Rare American coins



Learn more about the rarest American coins & their numismatic values. The rare US coins make good investment portfolio additions. The term rare coins may be relative to their low mintage and low survival rates.

More than being part of the famous rare coin collection, American rarities hedge your assets against inflation and fiat currency devaluation. The demand from coin collectors is also a factor to consider.

US coin rarities are often identified by their mint year and mintmarks (initials of the mint branch where they were made). In numismatic lingo, a rare coin is often called a key date.

The Saint-Gaudens, double eagle coin

This $20 coin definitely exceeds its face value a hundred times more. The infamous US gold coin designed by Augustus Saint-Gaudens, also known as the double eagle coins, are one of the rarest American coins because of the great gold meltdown during Roosevelt's time.

Today, the beautiful Standing Liberty design graces the obverse of the $10 face value of the American Gold Eagles bullion coin.

Walking Liberty Half Dollar coin

Adolph A. Weinman designed the silver half dollar minted from 1976 to 1947. The rarities include the 1946-P error coin. The more difficult rarities to find have five key dates namely the: 1916-P, 1916-S, 1921-P, 1921-D, and 1938-D.

 The Walking Liberty design is reincarnated in the obverse of the $10 face value of the American Silver Eagle bullion coin.

Mercury Dimes

Like the Walking Liberty halves, the Mercury dimes were also design by Weinman. For a misnomer, these dimes do not contain mercury. Instead, they got their nickname because the portrait of Lady Liberty wears a winged cap (reminiscent of the Roman god Mercury), on the obverse.

The key dates for Mercury dimes include the 1916-D, 1942 over dating 1941, 1921, 1921-D, 1926-S, and the 1931-S.
1917 Type One Standing Liberty Quarter coin

The rarity of the first type Standing Liberty quarter owes it to its short-lived minting. Artist Hermon Atkins MacNeil depicted Lady Liberty with her right breast exposed. The controversial coin sparked a public outcry.

Two years after its initial issue, a much conservative design of the Type 2 Standing Liberty quarters rolled out from the mint. Today, numismatists consider the first issues of the bare-breasted quarter one of the most valuable American coins.

 

Twenty cent piece - There are only about 20 pieces left of the very rare 20-cent coins. They contain 90% silver.

 

1894-S Barber Dime

 The Liberty Head designed by Charles E. Barber was depicted on the US dimes, quarters and half dollars between the years 1892 and 1916.

The 1894-S Barber dime is the most significant rarity in the series.
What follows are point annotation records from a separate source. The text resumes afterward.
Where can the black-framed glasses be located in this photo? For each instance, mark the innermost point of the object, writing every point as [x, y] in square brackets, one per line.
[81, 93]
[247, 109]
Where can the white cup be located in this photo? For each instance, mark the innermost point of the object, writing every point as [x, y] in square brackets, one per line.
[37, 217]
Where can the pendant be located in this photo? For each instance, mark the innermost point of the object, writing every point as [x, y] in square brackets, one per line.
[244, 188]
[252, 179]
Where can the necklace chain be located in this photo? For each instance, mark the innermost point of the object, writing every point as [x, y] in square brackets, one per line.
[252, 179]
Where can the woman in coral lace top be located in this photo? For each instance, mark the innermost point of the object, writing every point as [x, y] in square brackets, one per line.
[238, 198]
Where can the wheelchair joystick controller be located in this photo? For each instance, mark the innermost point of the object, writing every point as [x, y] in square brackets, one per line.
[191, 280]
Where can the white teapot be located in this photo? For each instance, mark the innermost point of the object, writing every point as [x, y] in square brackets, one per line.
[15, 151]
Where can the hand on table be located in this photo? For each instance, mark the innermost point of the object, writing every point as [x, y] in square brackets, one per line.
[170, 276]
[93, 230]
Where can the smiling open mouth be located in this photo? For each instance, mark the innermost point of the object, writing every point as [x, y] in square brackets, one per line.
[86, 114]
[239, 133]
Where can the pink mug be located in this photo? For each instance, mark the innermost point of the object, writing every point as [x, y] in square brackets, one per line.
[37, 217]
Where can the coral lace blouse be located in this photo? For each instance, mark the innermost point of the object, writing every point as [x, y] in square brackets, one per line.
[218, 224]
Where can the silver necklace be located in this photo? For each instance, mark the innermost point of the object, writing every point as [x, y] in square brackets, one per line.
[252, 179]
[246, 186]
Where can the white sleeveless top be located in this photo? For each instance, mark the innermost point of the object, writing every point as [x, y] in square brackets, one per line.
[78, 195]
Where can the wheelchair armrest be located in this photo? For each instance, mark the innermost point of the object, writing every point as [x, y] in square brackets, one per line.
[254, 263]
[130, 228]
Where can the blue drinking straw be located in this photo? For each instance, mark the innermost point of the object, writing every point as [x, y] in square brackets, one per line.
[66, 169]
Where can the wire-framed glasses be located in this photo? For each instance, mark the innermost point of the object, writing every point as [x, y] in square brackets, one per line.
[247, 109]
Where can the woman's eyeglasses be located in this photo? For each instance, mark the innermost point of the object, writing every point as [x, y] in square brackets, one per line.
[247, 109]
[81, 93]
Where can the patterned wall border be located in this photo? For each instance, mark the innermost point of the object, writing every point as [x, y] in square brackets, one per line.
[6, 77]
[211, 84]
There were 24 pieces of the 1894-S Barber dime minted and today, only nine are known to exist.

Twenty cent coin

The twenty cent piece was first issued in 1875. Three years after it was withdrawn from the circulation. The 20-cent coin featured a seated Lady Liberty by Christian Gobrecht.
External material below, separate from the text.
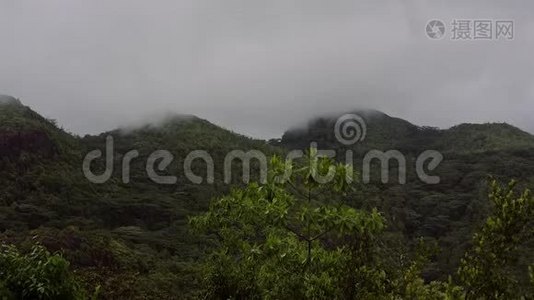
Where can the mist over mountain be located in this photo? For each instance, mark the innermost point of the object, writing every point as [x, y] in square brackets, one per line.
[138, 232]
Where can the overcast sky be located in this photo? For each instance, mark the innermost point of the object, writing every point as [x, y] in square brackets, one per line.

It contains 90% silver making it valuable for its silver coin melt value.   Around 10, 000 of the 1876-CC twenty cent coins were melted down before they were even released by the US Mint. Today, about 12 to 20 pieces of the twenty-cent coin are said to survive.

 

The first US gold coins - The pre-1933 gold coins in America were the products of the gold rushes.

 

Seated Liberty Dollar

The US Mint produced this 90% silver coin starting 1840 to 1873. Christian Gobrecht's Seated Liberty design on the obverse was also struck on the half-dime, twenty-cent coin, quarter, and half dollar.

The keydates for the Seated Liberty dollar is the 1870-S, the erroneously struck 1851-O, the 1870-S, the 1871-CC, the 1872-CC, and the 1873-CC.

 

Type one standing Liberty quarter - After only two years of production, the controversial quarter was withdrawn thus, investors and collectors alike are competing for the rare pieces.

 

Early U.S. gold coins

The first US gold coinage started in 1795 as an offshoot of the American gold rushes. The first denominations minted were the $2.50, $5, and $10 gold coins.

In 1834, almost all gold deposits were depleted thus, Roosevelt declared a gold embargo. Millions of gold coins ended up inside the melting pot. Today, only a few pieces of the early American gold coins remain.